RTNETLINK Sample Walk-Through

The sample code presented here focuses on three of the operations that can be performed on the routing table:

  • get_routing_table: reads the main routing table in the system.

  • set_routing_table: inserts a new routing entry to the table.

  • mon_routing_table: monitors the routing table changes.

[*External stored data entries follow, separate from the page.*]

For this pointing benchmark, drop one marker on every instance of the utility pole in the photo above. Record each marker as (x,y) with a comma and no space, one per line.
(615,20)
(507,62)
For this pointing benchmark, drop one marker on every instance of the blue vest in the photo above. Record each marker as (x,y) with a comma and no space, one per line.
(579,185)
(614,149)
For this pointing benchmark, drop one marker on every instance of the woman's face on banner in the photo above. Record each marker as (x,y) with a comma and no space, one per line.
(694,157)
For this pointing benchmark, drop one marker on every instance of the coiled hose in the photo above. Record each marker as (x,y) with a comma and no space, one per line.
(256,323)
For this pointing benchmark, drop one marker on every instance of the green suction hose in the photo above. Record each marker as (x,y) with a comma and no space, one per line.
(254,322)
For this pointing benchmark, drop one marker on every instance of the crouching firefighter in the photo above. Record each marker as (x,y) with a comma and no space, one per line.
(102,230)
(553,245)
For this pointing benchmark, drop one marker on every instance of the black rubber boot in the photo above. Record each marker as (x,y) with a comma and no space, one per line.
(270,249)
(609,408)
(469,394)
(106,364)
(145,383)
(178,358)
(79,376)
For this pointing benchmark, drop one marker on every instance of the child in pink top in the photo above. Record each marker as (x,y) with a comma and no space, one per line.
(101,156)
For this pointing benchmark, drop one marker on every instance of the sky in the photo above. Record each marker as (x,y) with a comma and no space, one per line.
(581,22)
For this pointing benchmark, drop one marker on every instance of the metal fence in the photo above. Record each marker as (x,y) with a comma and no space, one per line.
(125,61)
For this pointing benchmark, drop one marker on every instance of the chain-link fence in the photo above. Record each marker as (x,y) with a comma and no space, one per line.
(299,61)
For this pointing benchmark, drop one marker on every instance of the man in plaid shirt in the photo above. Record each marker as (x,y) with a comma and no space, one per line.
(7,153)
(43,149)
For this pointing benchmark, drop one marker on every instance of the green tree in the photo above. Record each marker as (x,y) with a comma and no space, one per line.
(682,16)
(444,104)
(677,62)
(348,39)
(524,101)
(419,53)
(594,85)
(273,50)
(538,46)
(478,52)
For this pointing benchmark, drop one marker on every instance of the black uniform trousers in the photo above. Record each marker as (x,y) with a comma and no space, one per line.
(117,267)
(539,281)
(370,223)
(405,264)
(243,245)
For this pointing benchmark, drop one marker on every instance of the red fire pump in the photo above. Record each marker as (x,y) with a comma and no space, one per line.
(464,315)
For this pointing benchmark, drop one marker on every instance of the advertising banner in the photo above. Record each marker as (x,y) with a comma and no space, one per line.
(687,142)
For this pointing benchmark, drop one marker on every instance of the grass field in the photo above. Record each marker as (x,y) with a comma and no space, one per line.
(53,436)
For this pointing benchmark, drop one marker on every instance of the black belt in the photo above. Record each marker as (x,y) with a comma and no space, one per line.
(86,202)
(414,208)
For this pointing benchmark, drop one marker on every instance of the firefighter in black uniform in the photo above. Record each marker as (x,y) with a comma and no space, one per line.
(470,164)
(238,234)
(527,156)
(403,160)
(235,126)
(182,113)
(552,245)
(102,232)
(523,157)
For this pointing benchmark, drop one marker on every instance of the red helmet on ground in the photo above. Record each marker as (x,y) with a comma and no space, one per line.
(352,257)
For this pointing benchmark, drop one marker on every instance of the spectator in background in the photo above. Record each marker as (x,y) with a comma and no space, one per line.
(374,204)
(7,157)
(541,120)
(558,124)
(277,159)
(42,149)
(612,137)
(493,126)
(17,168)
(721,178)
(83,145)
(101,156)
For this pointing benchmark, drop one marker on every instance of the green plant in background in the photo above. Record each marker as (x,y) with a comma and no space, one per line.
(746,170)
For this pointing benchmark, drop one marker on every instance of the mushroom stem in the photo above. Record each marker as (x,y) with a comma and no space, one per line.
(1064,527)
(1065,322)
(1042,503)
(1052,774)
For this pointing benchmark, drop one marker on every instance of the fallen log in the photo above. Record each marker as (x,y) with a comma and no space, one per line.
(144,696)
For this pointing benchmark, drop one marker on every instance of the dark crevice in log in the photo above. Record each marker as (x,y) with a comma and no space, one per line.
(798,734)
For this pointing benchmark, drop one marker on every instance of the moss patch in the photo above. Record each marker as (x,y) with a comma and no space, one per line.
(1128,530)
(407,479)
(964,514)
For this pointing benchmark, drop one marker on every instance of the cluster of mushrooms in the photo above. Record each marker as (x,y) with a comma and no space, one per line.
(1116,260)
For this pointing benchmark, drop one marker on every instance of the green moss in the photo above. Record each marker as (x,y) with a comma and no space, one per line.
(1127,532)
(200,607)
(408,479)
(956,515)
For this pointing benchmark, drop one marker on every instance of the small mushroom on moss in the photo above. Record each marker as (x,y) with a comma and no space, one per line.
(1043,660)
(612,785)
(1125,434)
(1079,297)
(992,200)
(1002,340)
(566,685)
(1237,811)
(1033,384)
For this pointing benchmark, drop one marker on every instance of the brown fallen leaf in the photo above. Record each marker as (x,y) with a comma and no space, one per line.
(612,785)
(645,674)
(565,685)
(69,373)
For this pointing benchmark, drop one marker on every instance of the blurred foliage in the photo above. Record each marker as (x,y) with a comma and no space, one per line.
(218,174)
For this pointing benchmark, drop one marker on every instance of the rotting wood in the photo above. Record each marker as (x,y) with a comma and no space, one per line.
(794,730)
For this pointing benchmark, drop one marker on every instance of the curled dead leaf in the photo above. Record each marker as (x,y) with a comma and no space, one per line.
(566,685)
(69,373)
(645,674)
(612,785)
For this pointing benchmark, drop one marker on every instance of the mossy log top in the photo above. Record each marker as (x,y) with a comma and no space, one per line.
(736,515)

All three samples use a similar main() function that calls a set of subfunctions to form RTNETLINK messages and send, receive and process the received messages. To simplify the explanation, no error handling is considered. These samples perform on the IP version 4 environment of the system (AF_INET). Here is the main() function:


int main(int argc, char *argv[])
{

  // open socket
  fd = socket(AF_NETLINK, SOCK_RAW, NETLINK_ROUTE);

  // setup local address & bind using
  // this address
  bzero(&la, sizeof(la));
  la.nl_family = AF_NETLINK;
  la.nl_pid = getpid();
  bind(fd, (struct sockaddr*) &la, sizeof(la));


  // sub functions to create RTNETLINK message,
  // send over socket, receive reply & process
  // message
  form_request();
  send_request();
  recv_reply();
  read_reply();

  // close socket
  close(fd);
}

Similar to the above function, the two functions that perform the socket communications are almost common to all the samples. These two functions simply send a formed message to the kernel and receive messages sent by the kernel. Exceptions here are the set_routing_table and mon_routing_table samples. In set_routing_table, a receive phase is not considered. In the mon_routing_table, a send phase is not present as it attempts to monitor only the state of the routing environment to see what is being changed. This information is mulitcast by the kernel to all the RTNETLINK sockets that are in the appropriate receiving state.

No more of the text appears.